In endothelium-intact pulmonary arteries from newborn and 2-wk-old piglets stimulated with U46619 (0.1 μM), the specific PDE5 inhibitor sildenafil (0.1 nM–1 μM) produced concentration-dependent vasorelaxant responses (Fig. 1). These effects were not significantly different in newborn and in 2-wk-old animals (Table 1). The modulatory role of the endothelium was analyzed by comparing the activity in intact and endothelium-denuded arteries. Endothelium removal had no effects on the vasorelaxation induced by sildenafil (Fig. 1). The role of basal cGMP was analyzed using the inhibitor of soluble guanylyl cyclase ODQ (3 μM). Administration of ODQ in pulmonary arteries stimulated with U46619 substantially increased the vasoconstriction (68 ± 6.8% and 68 ± 12.9% of the previous tone in newborn and 2-wk-old animals, respectively). The role of NO synthesized by NOS in the relaxant effect induced by sildenafil was also studied. Treatment with the nonselective NOS inhibitor l-NAME (0.1 mM) or with the iNOS inhibitor 1400W (10 μM) had no effect on the relaxation induced by sildenafil (Fig. 1).
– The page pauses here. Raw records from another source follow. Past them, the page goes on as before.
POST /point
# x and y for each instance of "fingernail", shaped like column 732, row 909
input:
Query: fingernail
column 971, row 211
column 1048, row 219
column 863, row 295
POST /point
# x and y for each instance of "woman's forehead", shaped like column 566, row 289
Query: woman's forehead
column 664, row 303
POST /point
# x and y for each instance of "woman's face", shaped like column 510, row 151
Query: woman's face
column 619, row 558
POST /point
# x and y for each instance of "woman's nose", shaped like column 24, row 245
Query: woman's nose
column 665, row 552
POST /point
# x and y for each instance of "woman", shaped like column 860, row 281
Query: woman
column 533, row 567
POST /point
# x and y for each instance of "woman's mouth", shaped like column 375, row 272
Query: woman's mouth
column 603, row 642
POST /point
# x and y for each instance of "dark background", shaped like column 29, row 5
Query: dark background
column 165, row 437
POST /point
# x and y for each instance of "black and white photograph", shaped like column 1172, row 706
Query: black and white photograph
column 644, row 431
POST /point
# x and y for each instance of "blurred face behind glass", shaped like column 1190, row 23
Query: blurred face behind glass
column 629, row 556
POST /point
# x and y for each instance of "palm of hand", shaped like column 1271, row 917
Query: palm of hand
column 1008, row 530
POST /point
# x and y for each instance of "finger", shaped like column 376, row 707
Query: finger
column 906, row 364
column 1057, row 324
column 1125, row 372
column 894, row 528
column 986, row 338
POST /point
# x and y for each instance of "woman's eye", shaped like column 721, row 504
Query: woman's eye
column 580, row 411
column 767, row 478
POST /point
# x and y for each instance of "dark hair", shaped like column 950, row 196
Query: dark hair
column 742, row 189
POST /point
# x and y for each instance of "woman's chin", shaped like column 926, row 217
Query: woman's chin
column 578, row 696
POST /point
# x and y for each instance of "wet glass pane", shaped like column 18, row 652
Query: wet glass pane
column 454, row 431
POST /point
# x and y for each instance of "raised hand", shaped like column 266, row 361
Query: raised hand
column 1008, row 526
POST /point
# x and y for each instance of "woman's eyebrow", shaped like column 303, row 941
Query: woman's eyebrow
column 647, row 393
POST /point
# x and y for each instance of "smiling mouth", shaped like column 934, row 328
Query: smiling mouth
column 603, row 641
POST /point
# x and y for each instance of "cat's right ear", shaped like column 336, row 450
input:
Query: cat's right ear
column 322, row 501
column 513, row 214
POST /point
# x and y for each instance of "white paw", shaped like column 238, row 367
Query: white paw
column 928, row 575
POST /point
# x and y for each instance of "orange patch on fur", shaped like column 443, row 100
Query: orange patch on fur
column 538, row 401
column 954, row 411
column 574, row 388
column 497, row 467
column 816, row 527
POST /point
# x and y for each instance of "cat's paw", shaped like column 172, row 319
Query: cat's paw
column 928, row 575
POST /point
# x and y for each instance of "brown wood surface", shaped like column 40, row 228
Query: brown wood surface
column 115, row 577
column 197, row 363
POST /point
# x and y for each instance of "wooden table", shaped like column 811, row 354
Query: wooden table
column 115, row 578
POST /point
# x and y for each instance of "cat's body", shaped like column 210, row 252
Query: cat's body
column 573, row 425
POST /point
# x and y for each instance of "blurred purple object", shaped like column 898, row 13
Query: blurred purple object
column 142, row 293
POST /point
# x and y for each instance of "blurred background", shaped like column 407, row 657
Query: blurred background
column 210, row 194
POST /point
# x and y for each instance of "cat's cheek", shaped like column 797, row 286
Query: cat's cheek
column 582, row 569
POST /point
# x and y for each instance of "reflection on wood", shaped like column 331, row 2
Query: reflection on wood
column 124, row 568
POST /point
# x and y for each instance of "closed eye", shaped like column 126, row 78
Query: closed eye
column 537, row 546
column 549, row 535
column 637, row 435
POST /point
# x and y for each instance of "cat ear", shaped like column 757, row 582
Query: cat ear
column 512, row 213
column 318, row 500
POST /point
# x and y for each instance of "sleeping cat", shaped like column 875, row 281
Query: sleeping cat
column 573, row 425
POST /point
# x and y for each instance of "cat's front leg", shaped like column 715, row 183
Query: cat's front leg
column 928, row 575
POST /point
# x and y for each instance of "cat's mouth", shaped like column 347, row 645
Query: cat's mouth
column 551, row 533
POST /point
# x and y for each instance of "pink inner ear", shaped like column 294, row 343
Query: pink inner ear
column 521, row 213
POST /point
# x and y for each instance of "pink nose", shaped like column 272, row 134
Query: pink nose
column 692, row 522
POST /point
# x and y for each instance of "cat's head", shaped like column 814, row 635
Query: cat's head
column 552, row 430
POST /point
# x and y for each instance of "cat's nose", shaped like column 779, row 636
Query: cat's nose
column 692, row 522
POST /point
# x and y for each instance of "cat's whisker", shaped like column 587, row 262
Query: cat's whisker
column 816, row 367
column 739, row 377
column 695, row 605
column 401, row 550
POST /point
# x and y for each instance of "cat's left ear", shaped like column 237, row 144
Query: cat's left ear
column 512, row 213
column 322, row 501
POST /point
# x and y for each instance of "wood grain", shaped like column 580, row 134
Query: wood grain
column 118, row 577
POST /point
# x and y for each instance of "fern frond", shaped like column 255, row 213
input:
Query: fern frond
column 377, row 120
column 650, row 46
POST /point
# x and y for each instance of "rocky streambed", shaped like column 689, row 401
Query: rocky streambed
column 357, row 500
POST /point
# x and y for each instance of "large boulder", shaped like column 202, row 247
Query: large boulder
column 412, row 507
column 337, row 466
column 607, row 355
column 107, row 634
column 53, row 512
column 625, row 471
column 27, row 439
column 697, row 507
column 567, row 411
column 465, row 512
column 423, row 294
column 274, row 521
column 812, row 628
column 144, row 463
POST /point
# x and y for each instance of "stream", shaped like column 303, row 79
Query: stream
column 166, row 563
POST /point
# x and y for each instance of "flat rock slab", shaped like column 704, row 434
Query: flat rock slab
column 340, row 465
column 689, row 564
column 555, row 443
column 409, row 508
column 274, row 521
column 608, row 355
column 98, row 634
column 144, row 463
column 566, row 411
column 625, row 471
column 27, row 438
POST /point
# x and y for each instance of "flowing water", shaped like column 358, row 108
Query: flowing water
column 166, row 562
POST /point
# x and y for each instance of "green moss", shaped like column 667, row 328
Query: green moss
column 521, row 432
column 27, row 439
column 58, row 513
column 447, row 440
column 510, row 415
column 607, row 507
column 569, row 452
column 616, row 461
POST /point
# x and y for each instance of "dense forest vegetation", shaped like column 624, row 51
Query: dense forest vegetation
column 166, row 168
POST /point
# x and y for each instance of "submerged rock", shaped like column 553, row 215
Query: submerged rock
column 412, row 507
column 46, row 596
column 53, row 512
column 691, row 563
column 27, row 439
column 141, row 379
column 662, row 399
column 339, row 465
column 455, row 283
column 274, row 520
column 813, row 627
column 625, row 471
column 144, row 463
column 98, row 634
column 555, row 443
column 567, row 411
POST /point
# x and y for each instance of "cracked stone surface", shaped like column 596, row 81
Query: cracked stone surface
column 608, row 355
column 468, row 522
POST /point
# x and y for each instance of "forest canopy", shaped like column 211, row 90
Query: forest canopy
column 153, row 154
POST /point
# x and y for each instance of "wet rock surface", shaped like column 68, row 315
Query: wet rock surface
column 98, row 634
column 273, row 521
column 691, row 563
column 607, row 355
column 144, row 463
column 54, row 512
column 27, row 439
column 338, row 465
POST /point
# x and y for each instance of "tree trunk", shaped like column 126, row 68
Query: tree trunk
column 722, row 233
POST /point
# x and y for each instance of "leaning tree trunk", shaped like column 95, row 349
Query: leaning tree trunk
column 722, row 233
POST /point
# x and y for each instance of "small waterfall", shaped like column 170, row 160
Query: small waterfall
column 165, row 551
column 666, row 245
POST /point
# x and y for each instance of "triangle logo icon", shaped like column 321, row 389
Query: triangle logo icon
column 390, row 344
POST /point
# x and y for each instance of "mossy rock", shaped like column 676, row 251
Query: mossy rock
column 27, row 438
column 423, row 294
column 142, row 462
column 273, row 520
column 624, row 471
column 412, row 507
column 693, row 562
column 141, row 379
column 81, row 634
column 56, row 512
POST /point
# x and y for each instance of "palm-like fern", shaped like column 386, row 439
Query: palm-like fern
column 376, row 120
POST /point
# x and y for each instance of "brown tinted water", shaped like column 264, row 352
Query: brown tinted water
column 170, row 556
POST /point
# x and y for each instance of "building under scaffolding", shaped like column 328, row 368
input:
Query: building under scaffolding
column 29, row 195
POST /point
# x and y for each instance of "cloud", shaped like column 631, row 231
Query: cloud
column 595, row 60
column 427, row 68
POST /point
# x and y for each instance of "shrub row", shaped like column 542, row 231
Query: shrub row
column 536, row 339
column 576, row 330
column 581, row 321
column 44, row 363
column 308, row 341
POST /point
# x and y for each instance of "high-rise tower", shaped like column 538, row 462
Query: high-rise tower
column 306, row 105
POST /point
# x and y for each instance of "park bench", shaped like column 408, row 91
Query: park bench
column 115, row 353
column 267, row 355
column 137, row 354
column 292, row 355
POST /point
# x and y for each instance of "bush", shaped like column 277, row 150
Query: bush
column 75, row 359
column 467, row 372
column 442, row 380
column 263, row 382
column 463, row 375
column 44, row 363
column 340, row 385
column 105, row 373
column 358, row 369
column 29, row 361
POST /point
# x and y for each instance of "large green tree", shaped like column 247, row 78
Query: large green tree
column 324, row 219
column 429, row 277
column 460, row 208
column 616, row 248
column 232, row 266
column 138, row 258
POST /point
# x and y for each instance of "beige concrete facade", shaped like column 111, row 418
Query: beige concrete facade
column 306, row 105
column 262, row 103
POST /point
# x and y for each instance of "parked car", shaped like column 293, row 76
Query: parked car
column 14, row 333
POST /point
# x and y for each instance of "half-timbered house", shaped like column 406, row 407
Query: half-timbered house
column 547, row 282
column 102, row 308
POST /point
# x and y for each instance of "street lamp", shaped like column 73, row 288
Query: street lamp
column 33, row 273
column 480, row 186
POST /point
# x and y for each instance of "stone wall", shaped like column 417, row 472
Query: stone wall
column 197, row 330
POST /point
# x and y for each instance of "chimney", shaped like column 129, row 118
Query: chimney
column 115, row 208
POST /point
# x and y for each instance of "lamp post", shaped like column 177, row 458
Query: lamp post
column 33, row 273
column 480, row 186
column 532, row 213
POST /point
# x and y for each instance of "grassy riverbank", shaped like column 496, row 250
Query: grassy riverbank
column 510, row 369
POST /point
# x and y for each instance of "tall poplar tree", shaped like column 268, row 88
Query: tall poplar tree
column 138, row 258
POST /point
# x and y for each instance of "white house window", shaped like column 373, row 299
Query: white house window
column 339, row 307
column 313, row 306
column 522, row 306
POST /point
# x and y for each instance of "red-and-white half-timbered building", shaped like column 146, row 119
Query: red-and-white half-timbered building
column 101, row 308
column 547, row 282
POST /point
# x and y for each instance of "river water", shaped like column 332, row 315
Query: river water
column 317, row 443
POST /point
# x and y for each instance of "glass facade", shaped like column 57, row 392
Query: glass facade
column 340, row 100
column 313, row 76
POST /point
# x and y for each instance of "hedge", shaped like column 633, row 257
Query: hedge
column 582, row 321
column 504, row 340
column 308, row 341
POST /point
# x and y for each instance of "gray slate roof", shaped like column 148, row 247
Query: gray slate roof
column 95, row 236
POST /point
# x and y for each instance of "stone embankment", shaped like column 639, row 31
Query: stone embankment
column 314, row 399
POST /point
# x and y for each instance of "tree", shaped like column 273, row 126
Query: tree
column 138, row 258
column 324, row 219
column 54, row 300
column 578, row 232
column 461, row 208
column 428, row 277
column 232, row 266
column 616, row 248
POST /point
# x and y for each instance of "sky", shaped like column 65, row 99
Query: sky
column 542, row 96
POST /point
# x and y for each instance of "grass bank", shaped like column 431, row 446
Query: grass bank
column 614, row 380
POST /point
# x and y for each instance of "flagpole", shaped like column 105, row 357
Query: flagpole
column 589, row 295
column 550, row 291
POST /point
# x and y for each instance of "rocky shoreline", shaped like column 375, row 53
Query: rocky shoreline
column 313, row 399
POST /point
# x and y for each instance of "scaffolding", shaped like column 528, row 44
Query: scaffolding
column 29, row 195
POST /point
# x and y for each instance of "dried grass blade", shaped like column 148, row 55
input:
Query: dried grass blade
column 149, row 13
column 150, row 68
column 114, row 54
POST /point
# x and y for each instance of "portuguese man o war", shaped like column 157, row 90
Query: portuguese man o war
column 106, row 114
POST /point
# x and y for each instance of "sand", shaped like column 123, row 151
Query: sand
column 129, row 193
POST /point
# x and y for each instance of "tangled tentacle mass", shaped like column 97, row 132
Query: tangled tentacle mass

The PDE5 inhibitors zaprinast (0.1–10 μM) and dipyridamole (0.1–10 μM), which inhibit PDE1 at higher concentrations, were 100- to 300-fold less potent than sildenafil on vasorelaxation (Table 1), as described on PDE5 activity (31,32), and their effects were similar in both age groups. The effects of zaprinast were also unaffected by endothelium removal but inhibited by ODQ (not shown). The PDE1 inhibitor vinpocetine produced a clear vasorelaxant response only at high concentrations (100 μM) and the effect was also similar in both age groups (Table 1). However, the effects of vinpocetine were not affected by ODQ (not shown).
Effects of PDE inhibition on NO- and nitroprusside-induced pulmonary vasorelaxation.
The possible potentiation of NO gas- and nitroprusside-induced pulmonary vasorelaxation was analyzed in the presence of a PDE inhibitor concentration eliciting a 10–30% relaxation. The peak relaxant response to NO gas increased significantly with postnatal age (e.g. 39 ± 5.2% and 65.7 ± 7.9% of the previous tone at 200 nM NO in newborn and 2-wk-old animals, respectively; p < 0.01), as previously described (8). These peak relaxant responses were not affected by sildenafil (3 nM) in either age group (Fig. 2, A and B). Higher concentrations of sildenafil (10 nM), 10 μM zaprinast, 1 μM dipyridamole, or 30 μM vinpocetine were also without significant effect (not shown). However, the analysis of the kinetics of the responses induced by a single concentration of NO (200 nM) revealed that, although the durations of the response were similar in the two age groups (half-lives of 85 ± 8 s and 88 ± 17 s in newborn and 2-wk-old animals, respectively), they were significantly increased (p < 0.05) by 3 and 10 nM sildenafil, 10 μM zaprinast, and 1 μM dipyridamole in both age groups (Fig. 2, C and D). In contrast, the PDE1 inhibitor vinpocetine (30 μM) had no effect on the duration of the response to NO (Fig. 2C).
The specific PDE5 inhibitor sildenafil, at 3 nM, significantly increased nitroprusside-induced vasorelaxation (Fig. 3) in the older animals (3.4-fold, p < 0.05) but not in newborns (2.2-fold, NS), whereas at 10 nM it increased nitroprusside-induced vasorelaxation at both ages (9.6- and 16.8-fold for newborn and 2-wk-old animals, respectively, p < 0.05 for both). However, sildenafil (10 nM) had no effect on the relaxant responses to the adenylyl cyclase activator forskolin in either age group (not shown). The potency of nitroprusside in pulmonary arteries from newborn animals also increased in the presence of zaprinast (10 μM) by 6.2-fold (p < 0.05), whereas dipyridamole (1 μM) had no significant effect (1.2-fold increase). In the older animals, the potency of nitroprusside was significantly increased by the two inhibitors (8.7- and 14.7-fold, respectively). In contrast, the PDE1 inhibitor vinpocetine (30 μM), which by itself reduced U46619-induced contractions by 13 ± 3% and 26 ± 6% in newborn and 2-wk-old piglets, respectively, had no effect on nitroprusside-induced relaxation in either age group (not shown).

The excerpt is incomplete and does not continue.